카테고리 없음

스파르타 AI-8기 TIL(10/5)

kimjunki-8 2024. 10. 5. 21:19

Missing Data -> '결측치'

How to check if there is missing data?

1.isna()

2. isnull()

Both of them show the none value(true), additionally, can also find the number of the missing value by using sum()

Then I can delete the row that contains the none value by using dropna()

If I want to delete the column itself, must use axis =  1

Or I can replace it with another value by fillna(), () -> replacement

I also can fill in missing values ​​with mean, median, mode, etc.

It's quite confusing. but It's okay

remember that data['age'] -> 3,2,None,4. 

fillna(data['age].mean()) -> 3 (3+2+4/3 -> 9/3 = 3).

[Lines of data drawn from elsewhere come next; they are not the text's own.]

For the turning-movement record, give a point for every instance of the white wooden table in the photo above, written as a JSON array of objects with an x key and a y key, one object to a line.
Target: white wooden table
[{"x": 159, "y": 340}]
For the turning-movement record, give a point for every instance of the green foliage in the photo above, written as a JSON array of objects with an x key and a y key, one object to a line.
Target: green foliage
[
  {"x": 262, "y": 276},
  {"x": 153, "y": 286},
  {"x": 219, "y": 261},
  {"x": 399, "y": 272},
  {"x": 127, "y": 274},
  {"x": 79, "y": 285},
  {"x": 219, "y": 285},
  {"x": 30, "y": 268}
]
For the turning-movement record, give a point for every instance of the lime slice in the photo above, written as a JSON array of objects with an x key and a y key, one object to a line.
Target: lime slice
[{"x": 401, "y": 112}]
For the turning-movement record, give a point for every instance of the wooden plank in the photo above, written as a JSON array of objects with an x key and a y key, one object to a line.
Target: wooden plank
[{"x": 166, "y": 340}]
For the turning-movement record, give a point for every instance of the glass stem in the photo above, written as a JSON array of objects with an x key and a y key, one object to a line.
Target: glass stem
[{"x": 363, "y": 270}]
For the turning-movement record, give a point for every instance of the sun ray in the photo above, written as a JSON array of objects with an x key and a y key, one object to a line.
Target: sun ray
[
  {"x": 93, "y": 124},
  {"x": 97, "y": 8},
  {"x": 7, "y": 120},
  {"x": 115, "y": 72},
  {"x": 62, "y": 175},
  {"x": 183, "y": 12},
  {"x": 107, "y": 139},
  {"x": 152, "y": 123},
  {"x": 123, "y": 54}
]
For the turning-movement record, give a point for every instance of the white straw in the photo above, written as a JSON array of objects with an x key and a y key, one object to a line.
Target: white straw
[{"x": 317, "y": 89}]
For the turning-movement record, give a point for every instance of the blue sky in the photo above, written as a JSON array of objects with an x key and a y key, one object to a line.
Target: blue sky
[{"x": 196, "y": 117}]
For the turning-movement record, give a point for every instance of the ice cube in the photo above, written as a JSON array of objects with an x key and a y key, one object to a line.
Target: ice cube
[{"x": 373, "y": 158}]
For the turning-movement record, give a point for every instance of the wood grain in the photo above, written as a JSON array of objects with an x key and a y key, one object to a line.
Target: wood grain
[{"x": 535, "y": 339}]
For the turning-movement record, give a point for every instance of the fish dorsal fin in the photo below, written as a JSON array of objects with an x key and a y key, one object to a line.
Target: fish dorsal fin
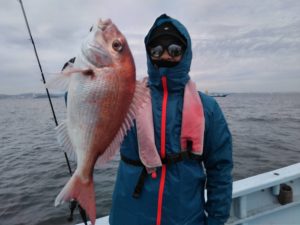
[
  {"x": 64, "y": 140},
  {"x": 139, "y": 98}
]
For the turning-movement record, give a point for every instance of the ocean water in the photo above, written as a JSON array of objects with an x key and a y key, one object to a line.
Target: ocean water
[{"x": 265, "y": 129}]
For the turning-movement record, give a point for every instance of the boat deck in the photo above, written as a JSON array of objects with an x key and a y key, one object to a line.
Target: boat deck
[{"x": 255, "y": 200}]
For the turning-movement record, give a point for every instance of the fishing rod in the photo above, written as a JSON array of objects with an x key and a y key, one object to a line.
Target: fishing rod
[{"x": 73, "y": 203}]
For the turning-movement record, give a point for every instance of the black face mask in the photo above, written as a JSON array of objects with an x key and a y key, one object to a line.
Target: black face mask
[
  {"x": 164, "y": 63},
  {"x": 165, "y": 42}
]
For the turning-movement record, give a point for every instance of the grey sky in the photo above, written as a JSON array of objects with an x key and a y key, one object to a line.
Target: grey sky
[{"x": 238, "y": 46}]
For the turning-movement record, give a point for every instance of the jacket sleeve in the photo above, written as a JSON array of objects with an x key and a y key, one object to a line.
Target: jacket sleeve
[{"x": 218, "y": 163}]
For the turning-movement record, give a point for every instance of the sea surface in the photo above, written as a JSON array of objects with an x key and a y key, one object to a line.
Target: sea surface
[{"x": 33, "y": 169}]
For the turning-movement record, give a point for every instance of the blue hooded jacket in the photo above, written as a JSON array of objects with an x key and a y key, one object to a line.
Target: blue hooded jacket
[{"x": 183, "y": 197}]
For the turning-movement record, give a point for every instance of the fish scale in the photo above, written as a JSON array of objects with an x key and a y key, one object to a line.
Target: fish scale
[{"x": 103, "y": 100}]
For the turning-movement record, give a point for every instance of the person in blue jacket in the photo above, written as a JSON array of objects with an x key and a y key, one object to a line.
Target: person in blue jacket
[{"x": 176, "y": 195}]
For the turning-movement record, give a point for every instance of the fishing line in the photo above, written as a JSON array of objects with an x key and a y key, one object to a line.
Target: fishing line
[{"x": 73, "y": 202}]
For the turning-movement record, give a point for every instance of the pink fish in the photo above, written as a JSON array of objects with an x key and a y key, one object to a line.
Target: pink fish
[{"x": 103, "y": 98}]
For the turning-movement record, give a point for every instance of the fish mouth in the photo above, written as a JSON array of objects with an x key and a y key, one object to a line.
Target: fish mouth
[{"x": 93, "y": 48}]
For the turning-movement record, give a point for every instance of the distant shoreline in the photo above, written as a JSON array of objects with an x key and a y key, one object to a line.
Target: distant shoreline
[{"x": 30, "y": 95}]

-> data['age'].fillna(3) -> it will replace the missing file to 3 not changing the whole part

data['age'] = 3,2,3,4

interpolation -> is a method to estimate an appropriate value by using data before and after the location where a missing value occurs. -> useful when dealing with date data

 

Additionally, period -> is a parameter that specifies the number of dates to be generated in the pd.date_range() function. now it is using periods=5 to generate a total of 5 dates starting from '2023-01-01'.

Alternatively, I can handle missing values ​​based on certain conditions, for example, filling in missing values ​​based on values ​​in another column.

Remember!!!!!! loc[condition, location] 

condition

data1['type'] == 'aust & data1['age'].isna()

meaning

if there is a data(data1['type']) named aust('aust') return true(true)

if there is a missing data(.isna())

and find the data age('age') and changed the data into 1

 

apply() -> to apply a user-defined function that handles missing values.

if that function receives all the numbers in the age column, it will give NaN to the function. Then if the parameter is missing file, it will return 1.

Good night